The concluding resolution, approved overwhelmingly, did not refer to punitive measures against Iran, or send the matter to the Security Council for action, reflecting the diplomatic balance between Western powers eager to crank up pressure on Iran and two leading powers in the diplomacy, Russia and China, that have adopted a milder line.

The resolution expressed “deep and increasing concern about the unresolved issues regarding the Iranian nuclear program,” and urged Iran to return to talks and restrain its nuclear work as outlined by prior Security Council resolutions. The board approved the statement by 32 to 2, with Cuba and Ecuador opposing it and Indonesia abstaining.

The resolution did not set deadlines for Iran to comply with the agency’s demand for access to nuclear sites for its inspectors and greater openness about the country’s nuclear program.

In a statement, the White House welcomed the agency’s sharp criticism of Iran, emphasizing the completeness of the case against Iran made by the agency’s report. “The Director General’s report and today’s action by the Board of Governors expose once and for all the hollowness of Iran’s claims, and reinforce the world’s demands that Iran come clean and live up to its international obligations,” the statement said.

The Iranian envoy to the agency, Ali Asghar Soltanieh, said his country would not halt uranium enrichment for even “a second,” Reuters reported, after having earlier dismissed the resolution’s mandates as “not legally binding, thus they are not applicable.”

Mr. Soltanieh said his country would not participate in the planned gathering next week, under the agency’s auspices, of Middle Eastern countries, likely to include Israel and Arab states.

Western powers that have long pressed for Iran to halt its nuclear enrichment program — the United States, Britain, France and Germany — appear to have been unable to use the unexpectedly strong agency report to create a consensus for stronger action. Instead, the relatively mild resolution reflected lengthy and intense diplomatic wrangling with Russia and China, the other countries most directly involved.
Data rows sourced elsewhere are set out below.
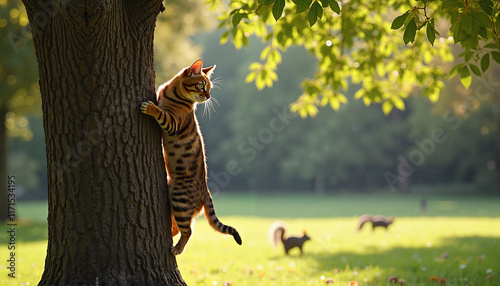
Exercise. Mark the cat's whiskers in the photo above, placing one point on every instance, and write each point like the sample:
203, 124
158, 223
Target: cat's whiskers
209, 106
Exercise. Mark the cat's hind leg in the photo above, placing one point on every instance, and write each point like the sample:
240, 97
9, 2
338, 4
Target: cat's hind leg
184, 226
175, 228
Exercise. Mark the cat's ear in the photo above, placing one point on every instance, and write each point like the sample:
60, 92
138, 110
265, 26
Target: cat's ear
208, 71
195, 68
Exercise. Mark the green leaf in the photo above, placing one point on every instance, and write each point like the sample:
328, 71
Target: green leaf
410, 32
497, 22
387, 107
496, 56
475, 69
465, 77
452, 4
237, 19
302, 5
399, 21
485, 62
431, 32
492, 46
486, 6
278, 7
315, 12
398, 102
335, 6
467, 23
453, 71
480, 18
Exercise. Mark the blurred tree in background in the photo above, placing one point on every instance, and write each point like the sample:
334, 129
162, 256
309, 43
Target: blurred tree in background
255, 142
377, 44
174, 48
18, 83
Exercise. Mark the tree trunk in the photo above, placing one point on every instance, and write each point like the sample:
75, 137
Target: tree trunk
109, 217
3, 165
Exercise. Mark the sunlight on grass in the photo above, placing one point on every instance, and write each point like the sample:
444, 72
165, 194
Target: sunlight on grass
413, 249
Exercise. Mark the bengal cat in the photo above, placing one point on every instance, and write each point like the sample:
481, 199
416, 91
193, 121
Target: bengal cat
184, 150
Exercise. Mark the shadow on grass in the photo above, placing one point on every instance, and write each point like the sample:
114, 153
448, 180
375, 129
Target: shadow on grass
462, 260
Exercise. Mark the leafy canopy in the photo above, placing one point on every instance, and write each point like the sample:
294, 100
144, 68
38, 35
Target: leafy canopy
386, 48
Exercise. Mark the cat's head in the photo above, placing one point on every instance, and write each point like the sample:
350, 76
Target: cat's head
195, 83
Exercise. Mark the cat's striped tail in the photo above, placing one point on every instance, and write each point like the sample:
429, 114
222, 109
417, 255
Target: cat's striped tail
215, 222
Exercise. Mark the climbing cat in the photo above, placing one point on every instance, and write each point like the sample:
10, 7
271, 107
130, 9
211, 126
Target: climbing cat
184, 150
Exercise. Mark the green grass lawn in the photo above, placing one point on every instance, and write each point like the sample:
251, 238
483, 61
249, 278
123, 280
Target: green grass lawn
467, 229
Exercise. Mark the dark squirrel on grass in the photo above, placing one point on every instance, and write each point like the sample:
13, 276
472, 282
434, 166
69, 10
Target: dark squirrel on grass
377, 221
277, 233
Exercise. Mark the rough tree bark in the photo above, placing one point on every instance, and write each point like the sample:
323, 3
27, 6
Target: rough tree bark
108, 216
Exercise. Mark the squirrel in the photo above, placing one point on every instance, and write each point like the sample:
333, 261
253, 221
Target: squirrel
376, 221
277, 232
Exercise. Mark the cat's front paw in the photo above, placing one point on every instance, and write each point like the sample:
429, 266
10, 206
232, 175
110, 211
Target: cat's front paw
149, 108
176, 250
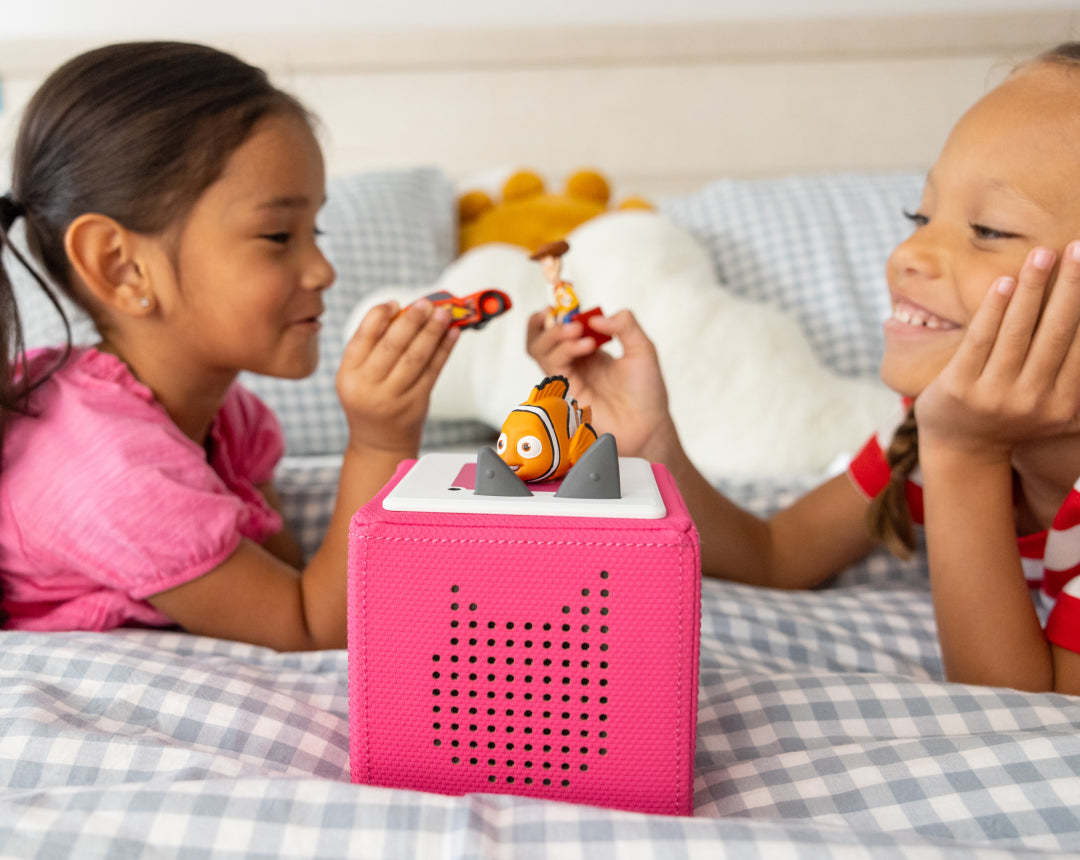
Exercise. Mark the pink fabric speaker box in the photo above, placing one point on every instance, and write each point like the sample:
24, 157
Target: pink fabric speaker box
535, 654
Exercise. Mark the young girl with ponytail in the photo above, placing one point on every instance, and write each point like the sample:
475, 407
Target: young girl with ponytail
172, 191
984, 347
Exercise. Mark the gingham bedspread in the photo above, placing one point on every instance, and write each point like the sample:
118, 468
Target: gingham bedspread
823, 730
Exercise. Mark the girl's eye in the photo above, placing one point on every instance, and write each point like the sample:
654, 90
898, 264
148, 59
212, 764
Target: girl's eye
985, 232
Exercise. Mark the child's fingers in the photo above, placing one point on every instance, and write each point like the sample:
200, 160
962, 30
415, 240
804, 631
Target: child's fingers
370, 330
397, 337
410, 350
624, 326
1055, 339
980, 339
556, 347
434, 366
1016, 330
1064, 334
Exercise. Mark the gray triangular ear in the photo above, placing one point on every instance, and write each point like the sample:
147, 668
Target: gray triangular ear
596, 474
494, 478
Earlier, Mr. Soltanieh accused the nuclear agency of endangering the lives of Iranian scientists by releasing their names in an annex to last week’s report about the suspicions of nuclear weapons work.

“The release of the names of the Iranian nuclear scientists by the agency has made them targets for assassination by terrorist groups as well as the Israeli regime and the U.S. intelligence services,” he said in a letter to the body’s director general, Yukiya Amano.

Parts of the letter were published by Iran’s state-financed Press TV satellite broadcaster, which noted that several Iranian nuclear scientists had been killed in incidents attributed by Iran to Israeli, British and American intelligence services.

Mr. Soltanieh contended that disclosing the names of Iranian experts represented a violation of the agency’s rules and said Tehran reserved the right to seek damages from the agency for any harm to its personnel or property as a result of the report — a possible reference to Tehran’s frequently voiced fears of an Israeli military strike on its nuclear facilities.

The agency’s report has amplified talk of a potential Israeli attack, a move that Defense Secretary Leon E. Panetta said last week would have a “serious impact” on the Middle East and possibly on American forces in the region, without seriously disrupting Iran’s nuclear program.

On Friday, Mr. Panetta planned to meet Ehud Barak, his Israeli counterpart, and indicated that he would speak of potential “unintended consequences” from a military strike. He was speaking to reporters traveling with him to a security forum in Canada, where he is to meet with Mr. Barak.